In [None]:
%pip install -Uq mlflow==2.13.2 sagemaker-mlflow==0.1.0

## Imports

In [None]:
import os
import boto3
import botocore
import sagemaker
import pandas as pd
from datetime import datetime

In [None]:
session = sagemaker.Session()
sm_client = boto3.client('sagemaker', region_name="us-east-1")
role = sagemaker.get_execution_role()
global_prefix = ""

In [None]:
working_bucket = session.default_bucket()
print(f"This is the bucket where all training artifacts is going to go: {working_bucket}")

## Pre-Processing

![image.png](attachment:77ff5cf8-a236-4d5d-b9fa-873e0ebb7db9.png)

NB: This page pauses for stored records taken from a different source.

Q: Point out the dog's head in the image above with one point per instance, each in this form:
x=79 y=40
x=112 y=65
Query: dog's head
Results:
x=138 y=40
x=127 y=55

Here, we'll import the dataset and transform it with SageMaker Processing, which can be used to process terabytes of data in a SageMaker-managed cluster separate from the instance running your notebook server. In a typical SageMaker workflow, notebooks are only used for prototyping and can be run on relatively inexpensive and less powerful instances, while processing, training and model hosting tasks are run on separate, more powerful SageMaker-managed instances. SageMaker Processing includes off-the-shelf support for Scikit-learn, as well as a Bring Your Own Container option, so it can be used with many different data transformation technologies and tasks.

In [None]:
df = pd.read_csv('./data-sample/bank-additional-full.csv')
pd.set_option('display.max_columns', 500)    
pd.set_option('display.max_rows', 20)        

In [None]:
df

Upload this file to a path/prefix in s3 so training/processing jobs can find it!

In [None]:
input_source = session.upload_data(
    './data-sample/bank-additional-full.csv', 
    bucket=working_bucket, 
    key_prefix=f'example-data/input_data'
)
print(f"This is where the data is going to go: {input_source}")

In [None]:
%%writefile preprocessing.py
# cell 06


import pandas as pd
import numpy as np
import argparse
import os
from sklearn.preprocessing import OrdinalEncoder

def _parse_args():

    parser = argparse.ArgumentParser()

    # Data, model, and output directories
    # model_dir is always passed in from SageMaker. By default this is a S3 path under the default bucket.
    parser.add_argument('--filepath', type=str, default='/opt/ml/processing/input/')
    parser.add_argument('--filename', type=str, default='bank-additional-full.csv')
    parser.add_argument('--outputpath', type=str, default='/opt/ml/processing/output/')
    parser.add_argument('--categorical_features', type=str, default='y, job, marital, education, default, housing, loan, contact, month, day_of_week, poutcome')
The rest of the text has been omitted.